A tutti noi piace pensare di essere, in larga misura, padroni del nostro destino. Le decisioni che prendiamo ogni giorno ci spingono verso un obiettivo finale.
Di tanto in tanto, però, la vita sembra farci partire per la tangente e finiamo per imboccare un’altra strada. La spinta può essere minima, ma gli effetti possono essere drammatici.
Anche la mountain bike sembra amplificare questi minuscoli mutamenti, con le cose più piccole che hanno un grande effetto.
Se si esagera con le correzioni si finisce in una siepe, ma chiunque abbia guidato una bicicletta con una serie sterzo rigida o grippata può testimoniare che non essere in grado di guidare è drammatico quanto lo è l’esatto opposto.
Di solito questi micro momenti dell’esistenza e dell’andare in bicicletta passano inosservati. Scegliere una variante piuttosto che un’altra al bivio, o pedalare al mattino rispetto al pomeriggio. Ogni decisione influisce sulle scelte successive. Ma questa è la vita.

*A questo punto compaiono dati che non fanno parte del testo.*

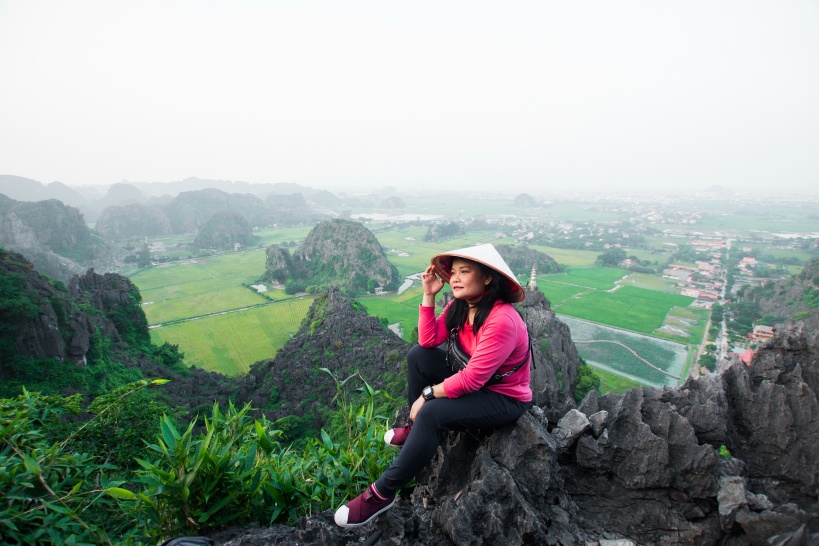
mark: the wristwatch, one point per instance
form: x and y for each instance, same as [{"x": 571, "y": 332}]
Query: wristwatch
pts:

Di solito si tratta di situazioni in cui il fattore tempo, la luce del giorno o il meteo sono preziosi e qualsiasi cosa facciate ha una conseguenza diretta su ciò che accadrà in seguito.
Penso alla foratura che si verifica nel tardo pomeriggio su una discesa lontana per prendere l’ultima seggiovia della giornata, sul lato sbagliato della montagna. Tutti scattano sull’attenti per aiutare a riparare la gomma con il minimo sforzo: un amico prende la camera d’aria o il kit di riparazione tubeless, un altro prende la pompa da un terzo compagno di pedalata.
Ma si rompe la testa della valvola nella pompetta sbagliata, scatenando di nuovo il panico mentre il tempo scorre e tutti cercano nuove camere d’aria. Ricambi fondamentali che potrebbero essere stati messi in fondo allo zaino mesi fa, quindi chi è sicuro che la propria camera d’aria non sia stato bucata da un attrezzo?
E, nel frattempo, il tempo scorre e il vostro futuro oscilla tra il vittorioso ritorno all’ultimo impianto di risalita o una corsa di mezz’ora in taxi a fondovalle per tornare al B&B, lasciando la tua bici nascosta nel boschetto.
Oppure ci sono momenti, sulle colline dietro casa, in cui ci si trova immersi nella nebbia e di fronte a un bivio. Una strada porta rapidamente alla stufetta del pub e uno strameritato terzo tempo, mentre l’altra porta a un paio d’ore di pedalata in più e forse ad affrontare un saliscendi privo di difficoltà nella luce del tramonto… In quel momento, però, le (nefaste) conseguenze vengono dimenticate e si sceglie l’allettante sentiero che si intravede nella foschia. Almeno è una scelta.
Di solito questo accade quando ci si schianta. Una roccia nascosta o una radice obliqua e ci si trova improvvisamente rivolti nella direzione sbagliata e alla ricerca della maniglia di espulsione d’emergenza. Il tempo qui si è quasi fermato, mentre i vostri sensi acuiti recepiscono ogni stimolo e indizio per uscire con il minor danno possibile per voi e per la vostra bici. Il cervello ripercorre al rallentatore l’ultimo secondo memorizzato, facendo complicati calcoli geometrici della velocità e della traiettoria (e una previsione di dove finirà la bici, se non è più con voi). Poi controlla la probabilità di appigli sugli alberi che sfrecciano davanti a voi mentre vi dirigete verso il ciglio del sentiero.
Gli occhi assorbono tutte le informazioni: il terreno è duro (male) o bagnato e scivoloso (male anche questo)? Riuscite a vedere qualcosa oltre il bordo che si avvicina? Sono i duri rami degli alberi o i più morbidi e accoglienti arbusti, che si piegheranno sotto di voi, quelli che si stanno avvicinando? Le vostre orecchie ascoltano: è il vuoto glaciale che vi attende? E infine, i vostri amici stanno ridendo della vostra discesa scomposta?
Perversamente, questo è spesso un buon segno: quando sussultano per lo shock, capite che siete – solo un po’ – nei guai. Ma quando se si sente solo un silenzio di pietra, seguito da passi affrettati, allora sì che la situazione è davvero tragica.